ただ、この三人はたしかに豊臣家の重臣ではあったが、「三中老」[3]という制度が実際に存在したか疑問の声もある。江戸時代に成立した小瀬甫庵『太閤記』と山鹿素行『武家事紀』などに記述があるが、それらの記述には同時代史料の裏付けがない。
『徳川実紀』にも三中老の記述はあるが、慶長4年(1599年)1月、前田利家・石田三成らが徳川家康と対立したときの三人の行動については、「奉行方の詰問使を務めたが家康に恫喝されて引きあげた」ものの、「細川忠興に説かれて両派の和解に尽力し、のち忠興と吉晴は家康から加増に預かった」としている[4]。

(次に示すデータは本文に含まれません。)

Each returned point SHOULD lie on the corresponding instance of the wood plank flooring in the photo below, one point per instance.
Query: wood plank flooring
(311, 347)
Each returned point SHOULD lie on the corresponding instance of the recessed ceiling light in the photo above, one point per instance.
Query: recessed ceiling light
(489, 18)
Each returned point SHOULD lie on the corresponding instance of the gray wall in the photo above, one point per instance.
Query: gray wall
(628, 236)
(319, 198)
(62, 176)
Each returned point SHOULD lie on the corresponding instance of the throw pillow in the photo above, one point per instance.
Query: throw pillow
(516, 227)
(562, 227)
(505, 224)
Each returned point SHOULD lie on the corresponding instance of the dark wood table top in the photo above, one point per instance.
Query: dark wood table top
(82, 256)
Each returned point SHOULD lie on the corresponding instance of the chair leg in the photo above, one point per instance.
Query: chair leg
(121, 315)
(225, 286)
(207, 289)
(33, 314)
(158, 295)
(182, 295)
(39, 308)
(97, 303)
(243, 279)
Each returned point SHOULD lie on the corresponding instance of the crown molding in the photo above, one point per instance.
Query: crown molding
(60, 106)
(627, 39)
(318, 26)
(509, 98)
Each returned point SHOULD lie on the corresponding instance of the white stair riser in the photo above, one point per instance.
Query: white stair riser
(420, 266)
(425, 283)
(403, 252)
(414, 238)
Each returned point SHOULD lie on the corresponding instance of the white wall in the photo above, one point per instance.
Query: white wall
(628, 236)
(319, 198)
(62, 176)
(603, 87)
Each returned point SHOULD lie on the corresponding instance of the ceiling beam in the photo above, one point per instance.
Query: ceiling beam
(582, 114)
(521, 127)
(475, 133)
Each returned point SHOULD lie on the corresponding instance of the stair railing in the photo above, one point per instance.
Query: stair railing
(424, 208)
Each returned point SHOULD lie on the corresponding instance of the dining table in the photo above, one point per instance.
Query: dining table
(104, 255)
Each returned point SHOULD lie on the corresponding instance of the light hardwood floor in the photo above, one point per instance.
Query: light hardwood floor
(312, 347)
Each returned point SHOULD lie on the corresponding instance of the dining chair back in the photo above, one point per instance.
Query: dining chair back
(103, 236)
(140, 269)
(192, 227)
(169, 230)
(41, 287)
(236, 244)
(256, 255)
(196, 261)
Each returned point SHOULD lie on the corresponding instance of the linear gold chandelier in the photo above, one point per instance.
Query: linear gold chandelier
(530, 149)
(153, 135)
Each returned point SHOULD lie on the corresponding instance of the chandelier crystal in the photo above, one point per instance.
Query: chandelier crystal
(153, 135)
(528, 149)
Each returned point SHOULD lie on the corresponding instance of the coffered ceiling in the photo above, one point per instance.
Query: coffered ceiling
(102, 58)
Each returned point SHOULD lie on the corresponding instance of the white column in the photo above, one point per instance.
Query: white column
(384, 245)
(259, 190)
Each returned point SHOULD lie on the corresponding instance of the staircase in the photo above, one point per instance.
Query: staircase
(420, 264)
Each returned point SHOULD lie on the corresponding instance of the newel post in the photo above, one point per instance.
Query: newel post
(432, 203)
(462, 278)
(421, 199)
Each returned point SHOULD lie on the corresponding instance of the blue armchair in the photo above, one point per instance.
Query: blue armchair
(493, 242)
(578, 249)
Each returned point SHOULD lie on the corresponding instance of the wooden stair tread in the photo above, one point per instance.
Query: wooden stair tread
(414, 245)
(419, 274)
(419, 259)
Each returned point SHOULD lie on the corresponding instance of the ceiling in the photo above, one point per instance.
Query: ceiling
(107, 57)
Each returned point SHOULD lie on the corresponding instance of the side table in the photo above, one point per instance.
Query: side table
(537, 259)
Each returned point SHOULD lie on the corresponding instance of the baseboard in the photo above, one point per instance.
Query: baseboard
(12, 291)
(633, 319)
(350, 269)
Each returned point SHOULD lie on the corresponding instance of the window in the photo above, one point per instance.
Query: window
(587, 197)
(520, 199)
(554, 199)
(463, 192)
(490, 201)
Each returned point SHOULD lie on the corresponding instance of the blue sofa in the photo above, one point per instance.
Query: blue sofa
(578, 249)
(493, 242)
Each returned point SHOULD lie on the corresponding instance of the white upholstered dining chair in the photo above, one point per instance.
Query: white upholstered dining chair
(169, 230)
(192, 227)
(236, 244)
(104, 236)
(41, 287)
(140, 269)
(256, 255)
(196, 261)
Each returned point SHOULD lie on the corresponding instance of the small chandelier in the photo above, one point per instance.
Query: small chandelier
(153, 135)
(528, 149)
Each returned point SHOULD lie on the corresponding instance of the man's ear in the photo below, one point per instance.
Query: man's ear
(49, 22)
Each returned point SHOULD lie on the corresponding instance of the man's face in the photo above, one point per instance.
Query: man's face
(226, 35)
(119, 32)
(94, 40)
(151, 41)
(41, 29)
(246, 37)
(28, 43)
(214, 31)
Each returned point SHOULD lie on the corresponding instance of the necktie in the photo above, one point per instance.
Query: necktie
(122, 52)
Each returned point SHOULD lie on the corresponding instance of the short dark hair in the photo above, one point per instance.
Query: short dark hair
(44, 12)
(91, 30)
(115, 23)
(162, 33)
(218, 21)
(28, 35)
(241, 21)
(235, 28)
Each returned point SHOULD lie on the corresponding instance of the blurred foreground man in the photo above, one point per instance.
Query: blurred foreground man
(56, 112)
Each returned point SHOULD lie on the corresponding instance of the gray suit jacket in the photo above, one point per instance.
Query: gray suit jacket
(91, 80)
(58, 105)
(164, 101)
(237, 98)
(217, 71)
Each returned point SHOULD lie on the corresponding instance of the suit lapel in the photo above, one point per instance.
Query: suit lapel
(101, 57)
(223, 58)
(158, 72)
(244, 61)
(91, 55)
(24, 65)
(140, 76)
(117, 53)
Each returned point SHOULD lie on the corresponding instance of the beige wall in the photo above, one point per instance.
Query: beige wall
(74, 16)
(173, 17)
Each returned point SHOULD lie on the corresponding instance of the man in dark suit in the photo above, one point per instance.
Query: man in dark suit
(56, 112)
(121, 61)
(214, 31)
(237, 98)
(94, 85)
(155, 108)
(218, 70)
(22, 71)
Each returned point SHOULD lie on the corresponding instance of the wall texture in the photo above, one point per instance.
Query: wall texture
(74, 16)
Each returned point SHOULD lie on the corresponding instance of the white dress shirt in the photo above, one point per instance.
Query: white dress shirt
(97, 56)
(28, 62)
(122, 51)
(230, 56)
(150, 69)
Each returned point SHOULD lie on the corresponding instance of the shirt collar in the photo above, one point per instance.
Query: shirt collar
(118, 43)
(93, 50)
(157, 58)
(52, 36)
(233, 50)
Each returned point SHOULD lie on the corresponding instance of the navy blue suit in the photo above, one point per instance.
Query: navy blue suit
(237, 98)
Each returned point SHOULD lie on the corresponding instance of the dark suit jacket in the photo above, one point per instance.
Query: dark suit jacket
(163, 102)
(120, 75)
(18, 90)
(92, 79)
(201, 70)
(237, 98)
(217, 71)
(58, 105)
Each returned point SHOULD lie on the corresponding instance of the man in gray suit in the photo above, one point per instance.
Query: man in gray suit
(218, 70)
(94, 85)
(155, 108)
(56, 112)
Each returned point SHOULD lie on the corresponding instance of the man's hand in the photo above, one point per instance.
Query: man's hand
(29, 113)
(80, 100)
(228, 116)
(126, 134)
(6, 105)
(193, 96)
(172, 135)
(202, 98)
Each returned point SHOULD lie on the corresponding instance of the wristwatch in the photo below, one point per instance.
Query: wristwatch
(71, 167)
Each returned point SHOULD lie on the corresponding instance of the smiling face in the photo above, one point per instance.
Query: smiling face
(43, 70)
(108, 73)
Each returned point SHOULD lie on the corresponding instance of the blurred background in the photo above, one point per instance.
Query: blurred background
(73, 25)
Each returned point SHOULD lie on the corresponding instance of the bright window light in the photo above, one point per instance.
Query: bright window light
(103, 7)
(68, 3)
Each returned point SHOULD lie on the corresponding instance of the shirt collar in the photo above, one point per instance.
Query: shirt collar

会津征伐の直前、慶長5年(1600年)5月7日付で、親正・吉晴・一氏と、前田玄以・増田長盛・長束正家の三奉行が連署し、井伊直政に宛てて「会津征伐延期を勧告する書状」(実質は家康に対する諌止状)[5]を発しており、これは三中老が実在し機能していたことを示す同時代史料とされるが、親正ら三人がいかなる資格で連署に加わったかはなお判然としない。
小瀬甫庵には堀尾吉晴に仕えた経歴があり、『甫庵太閤記』では随所で吉晴の戦功を誇張して伝えていることから、この関ヶ原前後の記事でも、吉晴と似た経歴を持つ親正・一氏を加えて「小年寄」とすることで、旧主の権威付けを計ったともいわれている[6]。